AI and its subset of tools - machine learning (ML), data science and statistics - are being touted as one of the key technologies in solving the problems facing the planet today. And while these technologies are certainly powerful - applying them effectively to solve problems in clean tech is another issue altogether.
AI has been used by scientists in different clean tech sectors since the 1970s. In fact, some of the first classification algorithms that were used at scale were those developed by remote sensing scientists in the 1970s to analyze data from the Landsat satellites. These algorithms were first developed to identify land types from space - for example to answer questions like what’s a forest, what’s a grassland, how large is that body of water. These were then followed by harder classification problems - e.g. can we identify crop species in a field from space and map the extent of agricultural productivity? Solving these kinds of problems requires expertise in crops,plants and ecosystems in order to identify useful data and an ability to code and build algorithms that can scale. This is partly because it’s relatively easy to identify a forest or grassland or agricultural area from an image - but trying to figure out the combination of plants in a grassland is much tougher. How do you identify which field is growing wheat as opposed to rice or corn?
That problem is solved using a combination of neural networks, hyper spectral imagery, additional sensor data and verification of the algorithm’s results on the ground. Interestingly, the ground verification is probably the most critical component of building the model - the results from the verification feed into the model to teach the neural network if its predictions were accurate or not and that helps the model improve for the next season of collecting data. If you go back and look at the satellite crop data for the United States starting from the 1990s, you’ll see the steady improvement in how accurate the model was in predicting the major crops - it starts at around 60-70% accuracy and then improves to 95-99% depending on the crop.
This is a fairly typical example of AI in the clean technology sector - but what’s changed in the last few years is the sheer volume and variety of data now available. In fact, many agencies now have to process Terabytes of data every day in close to real time and at very high precision. And then we have high resolution satellite imagery, hyper spectral cameras with multiple spectra beyond the typical red-green-blue(RGB) spectra found in photographs and computer vision problems, drones and in-situ sensor data that are often collected at widely varying scales - we’re seeing a deluge of Earth systems data!

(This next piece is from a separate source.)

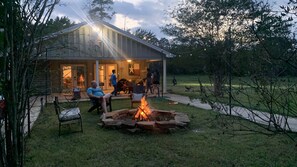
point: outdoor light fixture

Additionally, Earth systems are dynamic and dependencies over space and time need to be accounted for (e.g. mapping cumulative rainfall or number of sunny days in a period to identify drought conditions). This makes it challenging for typical machine learning algorithms because machine learning algorithms focus on the data - which in turn can lead to errors because of assumptions leading to naive extrapolation, ignoring physical constraints and sampling or data bias. For example, trying to predict the spread of a wildfire by looking primarily at weather conditions (is it hot? are there lighting strikes in the region? is there a drought) and the fuel conditions (how much vegetation is there to burn? how dry is it?) will lead to errors as the extent to which the fire spreads will also depend on terrain, instantaneous wind speed, the direction of the wind at the time and how the vegetation are connected to each other.
This is where a combination of physical models, expertise in the subject and the mathematical and computational skills to build a useful model come into play. The scientist or engineer needs to be able to understand the system well enough to identify what data are useful, what parameters are most important, when the model’s results make sense and when they don’t, and how to code all that into a machine learning algorithm that can work with billions and billions of data points. Similar to what we saw in the healthcare sector last time - “we need the expertise to spot the flaws in the data and assumptions and the mathematical and computational skills to compensate for those flaws”.